Literature DB >> 31065862

A Robust Decision Support System for Wireless Healthcare Based on Hybrid Prediction Algorithm.

Neelam Sanjeev Kumar1, P Nirmalkumar2.   

Abstract

Analysis of healthcare data becomes a tedious task as large volume of unlabelled information is generated. In this article, an algorithm is proposed to reduce the complexity involved in analysis of healthcare data. The proposed algorithm predicts the health status of elderly from the data collected at health centres by utilizing PCA (principle component analysis) and SVM (support vector machine) algorithms. The performance of proposed algorithm is assessed by comparing it with well-known methods like quadratic Discriminant, linear Discriminant, logistic regression, KNN weighted and SVM medium Gaussian using F-measure. At that point, the pre-prepared information is subjected to the dimensionality decrease process by playing out the Feature Selection errand. So, chosen component analysis are investigated by the proposed work SVM-based enhanced recursive element determination, and its precision is assessed and contrasted with the other customary classifiers, for example, quadratic Discriminant, Linear Discriminant, Logistic Regression, KNN Weighted and SVM Medium Gaussian. Here, we built up a shrewd versatile information module for the remote procurement and transmission of EHR (Electronic Health Record) chronicles, together with an online watcher for showing the EHR datasets on a PC, advanced cell or tablet. So as to characterize the highlights required by clients, we demonstrated the elderly checking system in home and healing facility settings. Utilizing this data, we built up a portable information exchange module in light of a Raspberry Pi.

Entities:  

Keywords:  EHR; Elderly; Healthcare; Machine learning; PCA; SVM

Mesh:

Year:  2019        PMID: 31065862     DOI: 10.1007/s10916-019-1304-7

Source DB:  PubMed          Journal:  J Med Syst        ISSN: 0148-5598            Impact factor:   4.920


  7 in total

1.  Diagnosis of cardiovascular abnormalities from compressed ECG: a data mining-based approach.
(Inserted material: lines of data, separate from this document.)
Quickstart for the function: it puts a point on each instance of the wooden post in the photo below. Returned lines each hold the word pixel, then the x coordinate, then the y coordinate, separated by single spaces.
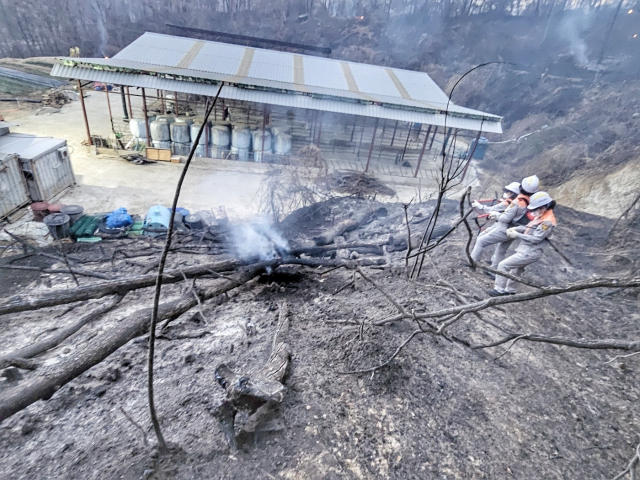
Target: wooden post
pixel 146 118
pixel 84 113
pixel 424 145
pixel 373 138
pixel 129 102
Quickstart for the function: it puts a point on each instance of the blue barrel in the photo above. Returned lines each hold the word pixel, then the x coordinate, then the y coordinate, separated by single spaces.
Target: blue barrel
pixel 480 150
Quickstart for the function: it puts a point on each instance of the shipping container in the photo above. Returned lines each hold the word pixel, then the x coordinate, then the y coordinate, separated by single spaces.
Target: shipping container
pixel 45 163
pixel 13 187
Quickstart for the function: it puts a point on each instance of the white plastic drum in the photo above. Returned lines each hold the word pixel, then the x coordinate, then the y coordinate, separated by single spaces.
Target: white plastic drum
pixel 242 153
pixel 220 136
pixel 180 132
pixel 282 144
pixel 241 138
pixel 195 128
pixel 138 127
pixel 160 131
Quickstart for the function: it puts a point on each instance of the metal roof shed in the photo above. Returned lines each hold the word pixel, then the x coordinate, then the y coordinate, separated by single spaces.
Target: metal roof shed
pixel 271 77
pixel 45 163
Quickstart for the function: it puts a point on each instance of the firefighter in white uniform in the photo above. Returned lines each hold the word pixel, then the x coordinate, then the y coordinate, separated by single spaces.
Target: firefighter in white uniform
pixel 531 242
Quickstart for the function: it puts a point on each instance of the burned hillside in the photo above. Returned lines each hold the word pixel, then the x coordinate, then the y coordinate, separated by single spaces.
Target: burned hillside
pixel 440 407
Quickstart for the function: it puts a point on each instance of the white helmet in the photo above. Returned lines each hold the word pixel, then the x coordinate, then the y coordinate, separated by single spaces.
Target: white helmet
pixel 539 199
pixel 530 184
pixel 513 187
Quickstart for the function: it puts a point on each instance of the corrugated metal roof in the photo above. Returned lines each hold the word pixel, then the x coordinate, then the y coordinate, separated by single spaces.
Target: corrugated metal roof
pixel 274 98
pixel 269 71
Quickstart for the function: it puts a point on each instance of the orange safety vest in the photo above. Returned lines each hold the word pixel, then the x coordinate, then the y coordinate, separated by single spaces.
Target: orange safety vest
pixel 547 217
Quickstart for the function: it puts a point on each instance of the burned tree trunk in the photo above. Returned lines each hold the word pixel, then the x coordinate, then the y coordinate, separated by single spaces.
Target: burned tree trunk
pixel 255 392
pixel 46 381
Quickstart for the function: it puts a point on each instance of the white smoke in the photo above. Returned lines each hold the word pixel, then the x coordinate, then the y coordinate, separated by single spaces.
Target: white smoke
pixel 570 28
pixel 258 239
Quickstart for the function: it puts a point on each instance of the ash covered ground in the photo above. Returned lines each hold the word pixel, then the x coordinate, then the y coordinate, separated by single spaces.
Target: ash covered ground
pixel 439 410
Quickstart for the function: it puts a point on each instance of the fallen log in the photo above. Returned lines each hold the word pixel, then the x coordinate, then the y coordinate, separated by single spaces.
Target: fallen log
pixel 27 302
pixel 329 235
pixel 43 383
pixel 256 392
pixel 58 337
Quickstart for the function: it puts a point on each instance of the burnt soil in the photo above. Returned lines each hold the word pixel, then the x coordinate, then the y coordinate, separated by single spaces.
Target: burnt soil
pixel 439 410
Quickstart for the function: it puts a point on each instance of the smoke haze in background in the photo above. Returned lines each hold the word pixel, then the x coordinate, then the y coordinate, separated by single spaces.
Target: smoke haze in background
pixel 572 28
pixel 258 239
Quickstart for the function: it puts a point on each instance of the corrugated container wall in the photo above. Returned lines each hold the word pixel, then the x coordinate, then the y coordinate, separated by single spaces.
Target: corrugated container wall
pixel 48 174
pixel 13 188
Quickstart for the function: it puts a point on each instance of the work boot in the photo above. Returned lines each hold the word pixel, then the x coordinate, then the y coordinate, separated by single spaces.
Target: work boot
pixel 494 293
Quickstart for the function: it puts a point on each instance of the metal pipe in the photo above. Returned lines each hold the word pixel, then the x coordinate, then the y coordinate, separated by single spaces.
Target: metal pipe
pixel 146 117
pixel 124 102
pixel 84 113
pixel 373 138
pixel 129 102
pixel 424 145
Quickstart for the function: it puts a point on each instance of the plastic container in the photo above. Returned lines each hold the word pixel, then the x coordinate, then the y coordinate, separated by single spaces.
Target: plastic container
pixel 194 222
pixel 165 145
pixel 55 207
pixel 241 153
pixel 220 136
pixel 74 212
pixel 194 129
pixel 138 127
pixel 58 225
pixel 241 138
pixel 181 149
pixel 180 132
pixel 282 144
pixel 158 217
pixel 160 131
pixel 39 210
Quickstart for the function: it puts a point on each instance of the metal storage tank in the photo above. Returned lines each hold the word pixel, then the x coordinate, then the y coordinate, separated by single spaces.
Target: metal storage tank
pixel 44 161
pixel 159 130
pixel 13 186
pixel 261 139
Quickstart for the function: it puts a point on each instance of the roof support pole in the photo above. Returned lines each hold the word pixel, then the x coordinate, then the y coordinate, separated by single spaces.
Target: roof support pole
pixel 364 124
pixel 373 139
pixel 124 102
pixel 129 102
pixel 424 145
pixel 106 90
pixel 433 138
pixel 406 144
pixel 146 117
pixel 473 150
pixel 320 127
pixel 84 113
pixel 393 137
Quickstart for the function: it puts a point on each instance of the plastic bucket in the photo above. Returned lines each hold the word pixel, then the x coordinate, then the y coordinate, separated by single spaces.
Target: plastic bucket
pixel 58 224
pixel 74 212
pixel 39 210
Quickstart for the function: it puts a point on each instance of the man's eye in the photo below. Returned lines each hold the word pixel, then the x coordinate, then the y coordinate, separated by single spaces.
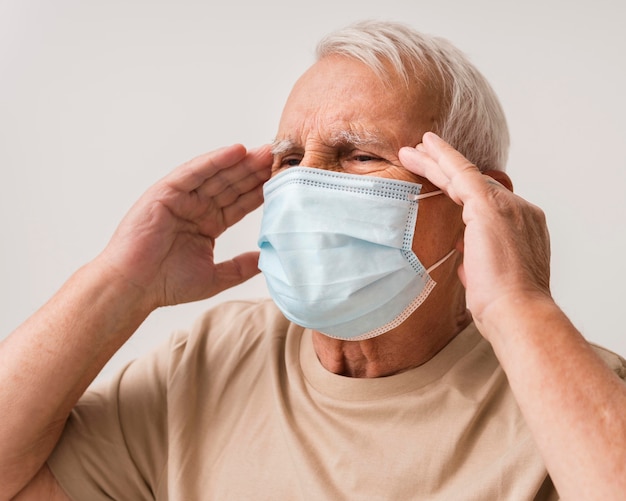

Authors:  Fahim Sufi; Ibrahim Khalil
Journal:  IEEE Trans Inf Technol Biomed       Date:  2010-11-22

2.  Demoting redundant features to improve the discriminatory ability in cancer data.

Authors:  M Osl; S Dreiseitl; F Cerqueira; M Netzer; B Pfeifer; C Baumgartner
Journal:  J Biomed Inform       Date:  2009-05-19       Impact factor: 6.317

3.  Uniqueness of medical data mining.

Authors:  Krzysztof J Cios; G William Moore
Journal:  Artif Intell Med       Date:  2002 Sep-Oct       Impact factor: 5.326

4.  Application of support vector machine modeling for prediction of common diseases: the case of diabetes and pre-diabetes.

Authors:  Wei Yu; Tiebin Liu; Rodolfo Valdez; Marta Gwinn; Muin J Khoury
Journal:  BMC Med Inform Decis Mak       Date:  2010-03-22       Impact factor: 2.796

5.  Diabetes Risk Calculator: a simple tool for detecting undiagnosed diabetes and pre-diabetes.

Authors:  Kenneth E Heikes; David M Eddy; Bhakti Arondekar; Leonard Schlessinger
Journal:  Diabetes Care       Date:  2007-12-10       Impact factor: 19.112

6.  Knowledge discovery in medical systems using differential diagnosis, LAMSTAR & k-NN.

Authors:  Rahul Isola; Rebeck Carvalho; Amiya Kumar Tripathy
Journal:  IEEE Trans Inf Technol Biomed       Date:  2012-08-23

7.  Graph Theory-Based Brain Connectivity for Automatic Classification of Multiple Sclerosis Clinical Courses.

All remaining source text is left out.